Machine learning is the process by which an AI uses algorithms to perform artificial intelligence functions. It’s the result of applying rules to create outcomes through an AI.
When the rules are applied, an AI does a lot of complex math. Often, this math can’t even be understood by humans, yet the system outputs useful information. When this happens it’s called ‘black box learning’. We don’t really care how the computer arrived at the decisions it’s made, because we know what rules it used to get there.
When we want an AI to get better at something, we create a neural network that is designed to be very similar to the human nervous system and brain. It uses stages of learning to give AI the ability to solve complex problems by breaking them down into levels of data. The first level of the network may only worry about a few pixels in an image file and check for similarities in other files; once the initial stage is done, the neural network will pass its findings on to the next level, which will try to understand a few more pixels, and perhaps some metadata.
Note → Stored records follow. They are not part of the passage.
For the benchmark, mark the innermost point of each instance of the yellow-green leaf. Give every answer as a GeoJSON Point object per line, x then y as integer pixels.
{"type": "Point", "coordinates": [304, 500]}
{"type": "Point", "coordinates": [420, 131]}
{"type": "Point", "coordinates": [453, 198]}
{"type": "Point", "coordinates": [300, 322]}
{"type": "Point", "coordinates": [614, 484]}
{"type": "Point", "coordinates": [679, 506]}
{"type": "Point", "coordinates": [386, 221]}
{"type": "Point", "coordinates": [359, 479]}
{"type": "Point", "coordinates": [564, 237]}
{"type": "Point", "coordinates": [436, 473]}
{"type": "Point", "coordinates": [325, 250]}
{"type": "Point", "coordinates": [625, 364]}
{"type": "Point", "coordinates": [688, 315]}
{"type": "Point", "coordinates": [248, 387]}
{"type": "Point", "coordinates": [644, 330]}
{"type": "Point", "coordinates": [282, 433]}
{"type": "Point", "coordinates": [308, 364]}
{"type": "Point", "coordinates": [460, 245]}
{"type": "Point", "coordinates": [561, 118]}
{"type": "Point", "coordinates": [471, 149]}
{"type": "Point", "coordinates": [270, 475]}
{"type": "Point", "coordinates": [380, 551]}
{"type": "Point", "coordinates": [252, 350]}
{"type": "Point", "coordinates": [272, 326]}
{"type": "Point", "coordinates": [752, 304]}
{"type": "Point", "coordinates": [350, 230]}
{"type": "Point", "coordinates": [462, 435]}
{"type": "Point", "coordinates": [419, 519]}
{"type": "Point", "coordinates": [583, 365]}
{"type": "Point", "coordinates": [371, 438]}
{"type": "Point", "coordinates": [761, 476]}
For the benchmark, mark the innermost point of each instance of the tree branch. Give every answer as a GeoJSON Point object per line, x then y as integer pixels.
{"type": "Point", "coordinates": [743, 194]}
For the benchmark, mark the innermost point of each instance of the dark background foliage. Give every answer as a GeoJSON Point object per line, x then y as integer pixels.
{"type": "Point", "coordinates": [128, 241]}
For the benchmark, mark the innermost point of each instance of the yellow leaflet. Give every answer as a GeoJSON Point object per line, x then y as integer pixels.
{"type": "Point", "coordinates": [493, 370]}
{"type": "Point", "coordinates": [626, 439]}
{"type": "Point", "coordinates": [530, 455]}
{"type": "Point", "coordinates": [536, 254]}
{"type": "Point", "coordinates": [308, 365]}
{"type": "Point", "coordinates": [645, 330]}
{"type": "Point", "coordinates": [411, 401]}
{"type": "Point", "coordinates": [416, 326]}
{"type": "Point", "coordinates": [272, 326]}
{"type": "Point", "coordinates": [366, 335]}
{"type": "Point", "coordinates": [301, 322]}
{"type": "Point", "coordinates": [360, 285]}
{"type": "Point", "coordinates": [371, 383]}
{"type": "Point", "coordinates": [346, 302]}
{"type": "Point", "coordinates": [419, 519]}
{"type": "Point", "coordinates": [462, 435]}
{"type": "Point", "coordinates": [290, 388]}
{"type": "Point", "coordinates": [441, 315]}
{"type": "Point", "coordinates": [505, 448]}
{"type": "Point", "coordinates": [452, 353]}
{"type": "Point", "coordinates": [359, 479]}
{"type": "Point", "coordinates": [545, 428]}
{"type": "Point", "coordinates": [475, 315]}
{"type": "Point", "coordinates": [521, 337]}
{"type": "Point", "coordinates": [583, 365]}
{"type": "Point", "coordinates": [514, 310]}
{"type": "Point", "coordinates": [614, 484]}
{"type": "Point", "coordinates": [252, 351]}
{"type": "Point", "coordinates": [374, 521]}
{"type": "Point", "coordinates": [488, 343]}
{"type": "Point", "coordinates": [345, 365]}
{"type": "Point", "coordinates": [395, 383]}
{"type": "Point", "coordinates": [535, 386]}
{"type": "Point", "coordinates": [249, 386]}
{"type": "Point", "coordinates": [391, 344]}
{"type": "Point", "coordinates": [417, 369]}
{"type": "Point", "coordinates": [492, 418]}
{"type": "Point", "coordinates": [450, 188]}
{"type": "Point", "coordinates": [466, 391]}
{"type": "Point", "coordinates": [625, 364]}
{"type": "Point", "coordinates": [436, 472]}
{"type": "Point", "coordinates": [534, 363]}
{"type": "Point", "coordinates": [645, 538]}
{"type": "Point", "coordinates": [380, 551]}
This process continues at every level of a neural network.
Deep learning is what happens when a neural network gets to work. As the layers process data, the AI gains a basic understanding. You might be teaching your AI to understand cats, but once it
learns what paws are, that AI can apply that knowledge to a different task. Deep learning means that instead of understanding what something is, the AI begins to learn ‘why’.
Natural Language Processing
It takes an advanced neural network to parse human language. When an AI is trained to interpret human communication, it’s called natural language processing. This is useful for chat bots and translation services, but it’s also represented at the cutting edge by AI assistants like Alexa and Siri.
AI and humans learn in almost the exact same way. One method of teaching a machine, just like a person, is to use reinforcement learning. This involves giving the AI a goal that isn’t defined with a specific metric, such as telling it to ‘improve efficiency’ or ‘find solutions’. Instead of finding one specific answer, the AI will run scenarios and report results, which are then evaluated by humans and judged. The AI takes the feedback and adjusts the next scenario to achieve better results.
This is the very serious business of proving things. When you train an AI model using a supervised learning method, you provide the machine with the correct answer ahead of time. Basically the AI knows the answer and it knows the question. This is the most common method of training because it yields the most data and defines patterns between the question and answer. If you want to know why something happens, or how something happens, an AI can look at the data and determine connections using the supervised learning method.
With unsupervised learning, we don’t give the AI an answer. Rather than finding patterns that are predefined, like ‘why people choose one brand over another’, we simply feed a machine a bunch of data so that it can find whatever patterns it is able to.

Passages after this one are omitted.